Im achten Jahr ihres Bestehens droht die Organisation Afrikanischer Staaten (OAU), sich über dem Problem "Südafrika" zu zerstreiten. In der vergangenen Woche wurde der Bruch nur knapp verhindert.

In Addis Abeba trat eine Außenministerkonferenz zusammen, um die am Montag begonnene Gipfelkonferenz vorzubereiten. Von den 41 OAU-Mitgliedern waren vier ferngeblieben: Kongo-Kinshasa, Mauritius, die Zentralafrikanische Republik und Uganda. In Kampala, Ugandas Hauptstadt, sollte ursprünglich die Gipfelkonferenz stattfinden. Aber einige Staaten weigerten sich, damit den neuen Staatschef Amin aufzuwerten. Für sie bleibt der gestürzte Obote rechtmäßiges Oberhaupt Ugandas.

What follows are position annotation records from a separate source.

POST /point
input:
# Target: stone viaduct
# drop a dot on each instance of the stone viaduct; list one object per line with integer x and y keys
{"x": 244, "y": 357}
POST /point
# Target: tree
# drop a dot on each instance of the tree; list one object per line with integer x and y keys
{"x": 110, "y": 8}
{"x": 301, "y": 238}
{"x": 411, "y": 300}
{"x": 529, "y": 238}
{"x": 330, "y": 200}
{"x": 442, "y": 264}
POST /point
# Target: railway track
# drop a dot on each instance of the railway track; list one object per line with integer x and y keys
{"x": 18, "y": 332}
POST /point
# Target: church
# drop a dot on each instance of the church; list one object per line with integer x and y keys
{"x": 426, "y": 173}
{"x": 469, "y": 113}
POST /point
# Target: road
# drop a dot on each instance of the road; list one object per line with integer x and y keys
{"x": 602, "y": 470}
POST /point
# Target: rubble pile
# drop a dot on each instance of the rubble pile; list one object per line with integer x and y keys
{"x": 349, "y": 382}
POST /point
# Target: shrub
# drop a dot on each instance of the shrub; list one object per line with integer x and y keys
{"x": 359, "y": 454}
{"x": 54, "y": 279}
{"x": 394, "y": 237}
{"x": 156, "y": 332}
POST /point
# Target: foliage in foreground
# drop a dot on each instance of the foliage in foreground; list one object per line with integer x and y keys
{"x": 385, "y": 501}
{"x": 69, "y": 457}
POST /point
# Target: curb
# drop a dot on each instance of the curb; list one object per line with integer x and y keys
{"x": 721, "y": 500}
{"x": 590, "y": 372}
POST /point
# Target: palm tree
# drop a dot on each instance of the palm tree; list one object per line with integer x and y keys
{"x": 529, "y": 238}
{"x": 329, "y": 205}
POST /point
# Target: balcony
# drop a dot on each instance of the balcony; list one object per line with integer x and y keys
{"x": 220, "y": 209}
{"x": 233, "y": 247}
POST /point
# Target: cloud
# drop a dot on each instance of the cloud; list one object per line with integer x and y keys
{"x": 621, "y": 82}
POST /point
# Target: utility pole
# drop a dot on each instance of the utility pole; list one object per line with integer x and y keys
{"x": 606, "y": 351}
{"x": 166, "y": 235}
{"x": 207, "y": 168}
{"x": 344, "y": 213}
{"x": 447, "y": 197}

Der Streit entzündete sich an der Frage, ob die Diskussion eines "Dialogs" mit Südafrika der Gipfelkonferenz vorbehalten sein solle. Die Tagesordnungs-Frage wurde unversehens zum Prüfstein für die Dialog-Bereitschaft.

Mit der Elfenbeinküste, dessen Präsident Hophouet-Boigny für Gespräche mit Pretoria eintritt, verließen die Französisch sprechenden Staaten Westafrikas Gabun, Dahomey, Togo und Obervolta die Tagung. Fünf weitere Staaten – Malawi, Lesotho, Madagaskar, Ghana und Zwaziland – befürworteten "irgendeine Form" des Dialogs. Dabei schlugen sich aber nur Malawi und Madagaskar bedingungslos auf die Seite der Elfenbeinküste. 27 Staaten sagten nein. Denn – so argumentierten sie – mit einem Dialog habe Südafrika sein erstes Ziel erreicht: Ohne substantielles Nachgeben in der Apartheid-Politik die afrikanische Einheit aufzusprengen. Sinnvoller bleibe der Kontakt zu den Untergrund-Befreiungsorganisationen.

An der Eröffnungssitzung der Gipfelkonferenz nahmen nur 11 Staats- und Regierungschefs teil; 28 Länder waren durch Minister vertreten. Es fehlten Uganda und die Zentralafrikanische Republik. Haile Selassi leitete die Runde mit scharfen Angriffen auf Südafrika ein: "Die Freiheit von Millionen Menschen ist kein Handelsobjekt."

Südafrika mußte noch eine weitere Niederlage einstecken: Mit 13 gegen zwei Stimmen entschied der Internationale Gerichtshof in Den Haag, die Verwaltung Südafrikas in Namibia, der ehemaligen deutschen Kolonie Südwestafrika, sei illegal.